Лития это рай. Больше всего она походит на Землю в ее до-Адамовый период истории незадолго до начала ледникового периода. Сходство заканчивается как раз на этом, потому что на Литии никогда не начнется ледниковый период, и рай не закончится, как это произошло на Земле. Здесь мы встретили совершенно смешанный лес, в котором бок о бок абсолютно дружелюбно растут совершенно разные растения. Такое миролюбие в значительной степени характерно и для здешних животных. Лев не спит здесь рядом с ягненком, потому что на Литии нет таких животных, но в качестве аналогии фраза уместна. Паразитизм встречается здесь значительно реже, чем на Земле и лишь несколько растений питаются здесь насекомыми. Почти все живущие на суше животные травоядны, а растения, что свойственно только для Литии, превосходно устроены для борьбы с животными, а не друг с другом.
Экологическая система здесь необычна и одна из ее странностей состоит в настойчивой, будто кем-то организованной рациональности.
В этом раю есть доминантное существо, литианин, человек Литии. Это существо разумно. Оно естественно и без заметного принуждения живет по высочайшему этическому кодексу, равного которому мы никогда не имели на Земле. Чтобы обеспечивать действие этого кодекса не требуется никаких законов – хотя он никогда не был записан, все почему-то безропотно подчиняются ему. Здесь нет преступников, нет инакомыслящих, нет каких-либо отклонений от нормы. Этот народ не приведен к общему стандарту – в отличие от нашей весьма неудачной попытки решить известную этическую дилемму путем всеобщего уравнивания, здесь каждый представляет собой индивидуальность. Хотя, тем не менее, никто никогда не совершал антиобщественных поступков.
Майк, а теперь ответьте мне: как вы можете это объяснить?
– Так же как я уже вам говорил, – сказал Микелис. – У них исключительно высоко развита наука об обществе, которая очевидно основана на точной психологической науке.
– Очень хорошо, я продолжаю. Мне тоже сначала так показалось. Потом мне пришло в голову, что у литиан нет инакомыслящих – подумайте только, нет инакомыслящих – потому что их кодекс образцовой жизни, благодаря невероятнейшему совпадению, от первой до последней страницы повторяет наши заповеди, те заповеди, которым мы так стараемся следовать на Земле. Подумайте, пожалуйста, как ничтожна вероятность такого совпадения. Даже на Земле никогда не было общества, которое независимо от опыта христианства точно повторило бы христианские заповеди. Действительно, несколько совпадений было и их оказалось достаточно, чтобы вдохновить двадцатый век на поиски синтетических религий вроде теософии или голливудской венданты, но на Земле нет ни одной независимой этической системы, которая до запятой соответствовала бы христианским заповедям.
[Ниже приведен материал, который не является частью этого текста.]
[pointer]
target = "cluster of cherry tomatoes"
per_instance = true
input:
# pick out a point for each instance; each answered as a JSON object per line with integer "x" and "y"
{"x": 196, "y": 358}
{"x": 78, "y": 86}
И вот, кого же мы встречаем здесь, в сорока световых годах от Земли? Христианский народ, у которого нет лишь специфических личных имен и христианской символики. Я не знаю, как вы относитесь к этому совпадению, но я нахожу его чрезвычайным и, конечно же, абсолютно невозможным – теоретически невозможным – и поэтому имеющему лишь одно приемлемое объяснение. Я скоро дойду до этого объяснения.
– Как по мне, то скоро до него дойти вы не сможете – угрюмо сказал Кливер. – Это вне моего понимания, как может человек, находясь в глубоком космосе, в сорока световых годах от дома, нести такую ветхозаветную ерунду.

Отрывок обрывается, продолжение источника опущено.